Mais Paul ne souffre-t-il pas vraiment ? La souffrance comme le stress peuvent-ils être jugés ? Nous savons aussi qu’il n’y pas de « comédie » avec nos frustrations. Elles sont là, parfois apparemment sans « raison », et peuvent beaucoup nous faire souffrir.

Le bien-être comme le mal-être sont donc aussi « subjectifs ». Ce sont des perceptions, et l’entreprise oublie par contre que l’on ne peut donc pas les mesurer uniquement avec des facteurs objectifs. Notre impuissance parfois à développer le bien-être est un peu comme dans cette célèbre allégorie, de l’homme qui cherche ses clés des heures inlassablement sous le lampadaire sans les trouver, car c’est le seul endroit éclairé ! Et si les clés du bien-être et la lumière étaient ailleurs, pour l’entreprise comme pour nous, loin de la pénombre de notre rationalité. Et s’il s’agissait aussi de monter en conscience,  dans l’intelligence de nos émotions et de nos frustrations pour retrouver notre bien-être? C’est ce que propose Christophe André dans son célèbre ouvrage sur la pleine conscience au travail.[3]

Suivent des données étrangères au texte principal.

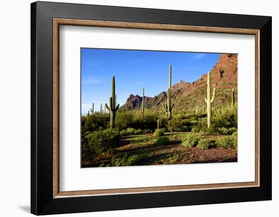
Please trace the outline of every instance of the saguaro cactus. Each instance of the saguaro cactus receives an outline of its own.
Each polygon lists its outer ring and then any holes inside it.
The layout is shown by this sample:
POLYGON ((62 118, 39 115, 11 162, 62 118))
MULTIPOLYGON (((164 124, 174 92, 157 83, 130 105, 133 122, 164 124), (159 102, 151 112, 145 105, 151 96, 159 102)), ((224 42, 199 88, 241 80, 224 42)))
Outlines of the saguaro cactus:
POLYGON ((234 88, 231 90, 231 108, 232 109, 234 107, 234 88))
POLYGON ((119 104, 116 105, 116 95, 115 94, 115 82, 114 81, 114 76, 112 78, 112 96, 110 97, 110 107, 106 103, 105 106, 110 111, 110 125, 111 128, 114 128, 114 123, 115 122, 115 115, 116 112, 119 108, 119 104))
POLYGON ((205 102, 207 104, 207 128, 209 128, 210 124, 211 123, 211 104, 214 102, 215 96, 216 95, 216 88, 213 88, 213 93, 212 94, 212 98, 211 98, 211 79, 210 79, 210 71, 207 73, 207 96, 204 98, 205 102))
POLYGON ((168 73, 168 88, 167 91, 167 100, 162 104, 165 113, 167 114, 167 119, 171 119, 171 111, 173 108, 174 104, 171 104, 171 65, 169 64, 168 73))
POLYGON ((92 103, 92 108, 90 108, 92 114, 94 114, 94 102, 92 103))
POLYGON ((160 129, 160 119, 157 120, 157 129, 158 130, 160 129))
POLYGON ((141 113, 142 113, 142 118, 144 120, 145 117, 145 89, 143 89, 143 101, 141 105, 141 113))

Qualité de vie ET bien-être au travail dans une entreprise responsable

Pour conclure cette question, certains estiment que la « mode  du bien-être » en entreprise n’est qu’un écran de fumée, pour faire passer des mesures socialement plus difficiles. « Restez zen, ce n’est qu’un nouveau petit plan social ou une cure de lean-manufacturing participatif qui favorisera votre bien-être » (!). On reproche aussi à la « logique bien-être », de ne pas s’attaquer aux questions de fond, comme les conditions de travail ou l’organisation.

Pour dépasser ce débat, l’un n’empêche pas l’autre. Un travail sur soi, son bien-être qui permettra, par exemple, de mieux vivre un changement difficile, ne rend ni idiot, ni aveugle.  Au contraire, c’est  un facteur de montée en conscience et de qualité relationnelle en situation difficile. Rien n’empêche pour autant de se battre simultanément pour améliorer ses conditions de travail, c’est l’autre face indissociable du « well being at work ». Ce n’est donc pas l’un OU l’autre. Dans une entreprise responsable, n’est-ce pas l’association bien-être ET qualité de vie au travail qui nous permettra de retrouver une « performance plus durable » ?

 

Par Pierre-Marie Burgat

Psychologue, auteur de Manager avec l’intelligence émotionnelle aux éditions Dunod

 

[1] D’après l’ANACT – Agence Nationale pour l’Amélioration des Conditions de Travail.

[2] Art.1 ANI 2013 :: la QVT « peut se concevoir comme un sentiment de bien-être au travail perçu collectivement et individuellement qui englobe l’ambiance, la culture de l’entreprise, l’intérêt du travail, les conditions de travail, le sentiment d’implication, le degré d’autonomie et de responsabilisation, l’égalité, un droit à l’erreur accordé à chacun, une reconnaissance et une valorisation du travail effectué ».

[3] 25 leçons pour vivre en pleine conscience. Méditer jour après jour- L’Iconoclaste.